Opportunity to respond
If the defense can show that the physician's method of treatment was not out of the ordinary and/or that the treatment done was specifically chosen by the patient with full knowledge of the risks, they might be able to demonstrate early to the plaintiff's attorney and the client that the claim is not worth pursuing, says Martinez.
"Sometimes an attorney will first send a demand letter to the physician outlining the alleged negligence and resulting harm prior to filing the lawsuit," she says.
The physician defendant, through his or her attorney, can show the opposing counsel that there is no basis to the claim by attaching the patient consent form, reputable medical articles regarding the same procedure, and/or case law with similar allegations in which the plaintiff's claims were dismissed by the court, says Martinez. "This is an opportunity for the physician to respond to the allegations and demonstrate that the plaintiff will have a difficult road ahead trying to demonstrate that the evidence will meet the legal standard," she says.
The defense also can put forth information showing that the degree of injury and amount of damages ultimately are insignificant. Unless the medical expenses are very high and the period of suffering long, it will not make economic sense for the attorney to purse the claim, says Martinez.

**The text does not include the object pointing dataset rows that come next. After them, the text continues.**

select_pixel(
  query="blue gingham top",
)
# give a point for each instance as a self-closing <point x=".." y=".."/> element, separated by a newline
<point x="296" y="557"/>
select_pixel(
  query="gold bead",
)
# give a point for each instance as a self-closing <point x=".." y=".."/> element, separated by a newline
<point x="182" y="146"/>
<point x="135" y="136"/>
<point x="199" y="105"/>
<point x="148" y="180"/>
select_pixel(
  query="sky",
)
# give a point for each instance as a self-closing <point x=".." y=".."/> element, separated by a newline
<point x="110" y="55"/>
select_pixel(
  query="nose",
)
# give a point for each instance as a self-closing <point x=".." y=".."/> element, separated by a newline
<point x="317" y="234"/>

"There are some responses to demand letters where we send absolutely nothing, because we know the opposing counsel and sending over material will not make a difference," she says. Also, relaying too much information early in the litigation could be risky because it indicates the physician's defense strategy, adds Martinez.
"However, there are some cases where you just know the attorney does not have all the facts," she says. "A detailed response can cause him or her to rethink their representation of the case, or make the case ripe for a nominal settlement offer if that makes economic sense."
Reference
- Jena AB, Chandra A, Lakdawalla D, et al. Outcomes of medical malpractice litigation against US physicians. Arch Intern Med 2012; 172(11):892-894.